35 hour week

A cafe owner says:

"The French are becoming lazy people who don't want to work. But they shouldn't decide for those who are eager to earn their bread and sweat for it."


It's a bit mystifying that workers can't negotiate to work a longer day in exchange for more holidays. A 39-hour week seems to come up short of brutally oppressive working conditions. You know, just a little short.

Someone in the linked article claims cafes everywhere will be complianing to voters about this law...but it's hard to believe in every cafe les garcons will be telling their customers they want to work longer.

When Adam Gopnik (The New Yorker, Paris To The Moon) wrote about the 35-hour week, he said France decided to fix its economic problems by deciding "everyone needed to work less."

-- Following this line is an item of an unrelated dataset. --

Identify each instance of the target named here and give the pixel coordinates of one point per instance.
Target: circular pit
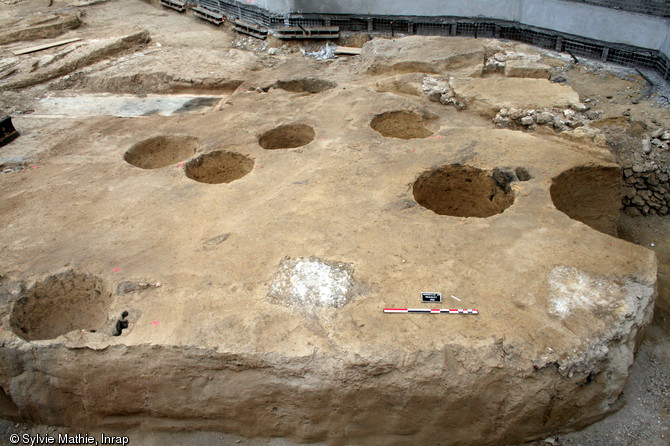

Last year I carefully studied all the figures I could get hold of on the 35-hour week. They showed GDP and employment figures going all over the place - no meaningful linkage was available in any direction. One reason - a shorter working week means places that want to stay open have to employ more staff; and it means people use their leisure time not only to sleep, but to shop and to sit in cafes and bars. It forces an increase in productivity. The idea that we work to live, and not the other way round, is part of French culture; the same culture invests in beautiful public facilities and grand public art, it revels in food and wine. You can't have one without the other.